[PATCH] D128826: Go-to-type on smart_ptr<Foo> now also shows Foo

Sam McCall via Phabricator via cfe-commits cfe-commits at lists.llvm.org
Wed Jun 29 11:58:09 PDT 2022


sammccall accepted this revision.
sammccall added a comment.
This revision is now accepted and ready to land.

LG, just nits you know of outstanding and I think no extra tests needed.

In D128826#3619956 <https://reviews.llvm.org/D128826#3619956>, @tom-anders wrote:

>>> So here's what I thought: Say you have a variable that's a smart pointer and trigger textDocument/typeDefinition on it and there's only a single result that takes you straight to the type. In this case, you might not even know that the type is actually wrapped inside a smart pointer and might make wrong assumptions about the code. Of course you could've done a Hover beforehand, but in the case where there are 2 results, you don't need that extra step.
>>
>> Yeah. There's no guarantee the type in question is well-represented by a decl, but this is a bit confusing.
>> I think it might still be worth it for specific types like `unique_ptr<Foo>`, but for `vector<Foo>` it's too surprising even if you want Foo 99% of the time.
>
> Right, maybe it would make sense to go straight to `T` for declarations, but include `smart_ptr` when it's used in an expression? But that's something for a follow-up patch.

Hmm, is the distinction that the type is written in the declaration (not `auto`)? I'm not sure it's worth specializing behavior for that scenario too much, when it's not too hard to go-to-definition on the specific token you want.
The chance of guessing right has to be weighed against keeping the behavior predictable and comprehensible...

> Agreed. The heuristic there would be "template class with at least 1 type parameter, where all other parameters except the first have a default value", right? 
> But maybe it even makes sense for stuff like `std::map`, so it's more like "template class, with `n>0` type template parameters, followed by `m>=0` defaulted template parameters"

Right, if we have type template parameters we should offer them in addition to the template.

Defaulted is tricky, actually. (And important for stuff like container allocators and string traits).

- the type sometimes has "as-written" sugar which will tell you the spelled args, but the spelled form isn't that interesting when you can't see the spelling (and sometimes the sugar is missing entirely)
- TypePrinter has some logic to determine whether the template arg is equivalent to the default (isSubstitutedDefaultArgument in TypePrinter.cpp), but would need some refactoring to expose it
- the simplistic option is just to suppress a template arg if the parameter has a default (without checking whether it is default or not). In the common case this is correct, in the uncommon case it is conservative.

> Do we already have an issue for this? If not, I'd open a new one.

I don't think so, the bug you found is the closest we have.



================
Comment at: clang-tools-extra/clangd/HeuristicResolver.h:75
+  // could look up the name appearing on the RHS.
+  const Type *getPointeeType(const Type *T) const;
+
----------------
tom-anders wrote:
> sammccall wrote:
> > tom-anders wrote:
> > > Not sure if it's the right call to make this public? The documentation needs to be adapted at least I think
> > It's a bit unfortunate that it doesn't fit the usual pattern of "resolve the target of this AST node", but it's fairly closely related, it needs to use the Ctx in the same way, and it's already implemented here... I think it's OK (at least I can't see a better alternative).
> > 
> > We should probably have a unit test for it though.
> Not really sure where to put the unit test, probably FindTargetTests.cpp? It looks like it tests `HeuristicResolver` implicitly.

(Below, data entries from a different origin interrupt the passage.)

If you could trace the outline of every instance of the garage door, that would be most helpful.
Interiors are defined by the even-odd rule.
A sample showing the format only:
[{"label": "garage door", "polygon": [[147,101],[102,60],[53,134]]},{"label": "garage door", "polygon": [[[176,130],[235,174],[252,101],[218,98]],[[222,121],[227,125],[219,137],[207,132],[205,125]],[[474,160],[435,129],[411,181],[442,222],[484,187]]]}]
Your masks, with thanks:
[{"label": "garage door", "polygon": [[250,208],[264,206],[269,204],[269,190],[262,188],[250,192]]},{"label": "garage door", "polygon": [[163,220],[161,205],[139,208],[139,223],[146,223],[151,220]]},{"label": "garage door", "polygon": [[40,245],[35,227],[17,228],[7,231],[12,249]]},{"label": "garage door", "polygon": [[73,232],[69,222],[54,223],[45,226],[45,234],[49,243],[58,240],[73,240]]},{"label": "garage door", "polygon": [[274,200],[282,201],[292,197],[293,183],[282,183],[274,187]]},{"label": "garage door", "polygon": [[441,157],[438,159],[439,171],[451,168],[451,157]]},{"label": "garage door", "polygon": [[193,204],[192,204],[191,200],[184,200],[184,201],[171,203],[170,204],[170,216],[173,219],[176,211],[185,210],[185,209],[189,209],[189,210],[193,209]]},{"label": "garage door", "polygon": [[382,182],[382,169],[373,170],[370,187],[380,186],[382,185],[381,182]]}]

Couldn't find anything that tests `HeuristicResolver` directly.
Oh you're right - we don't have direct tests :-\
Well, this function already exists and we already have some indirect tests, let's just leave it as-is.


================
Comment at: clang-tools-extra/clangd/XRefs.cpp:1913
 // to target.
-static QualType unwrapFindType(QualType T) {
+static llvm::SmallVector<QualType> unwrapFindType(
+    QualType T, const HeuristicResolver* H) {
----------------
tom-anders wrote:
> tom-anders wrote:
> > sammccall wrote:
> > > Ergonomically I might prefer `void unwrapFindType(QualType, ..., vector<QualType>& Out)` or so.
> > > This tends to compose a bit better IMO by making all the cases look similar whether you're adding one type or several or combining lists.
> > > 
> > > You can still `return Out.push_back(T)` etc on a single line.
> > Ah yes that makes sense. Didn't think about the `return Out.push_back(T)` trick to keep using early returns, thought I'd have to add a ton of `else if`s instead.
> It makes the call side a bit uglier though - Is it okay to add a convenience wrapper `vector<QualType> unwrapFindType(QualType, HeuristicResolver*)` that forwards to the overload that uses the out-parameter?
Just the final call, not the recursive calls, right? They can be `return unwrapFindType(...);` too.

It doesn't look ugly to me (2 extra lines at one callsite) but up to you.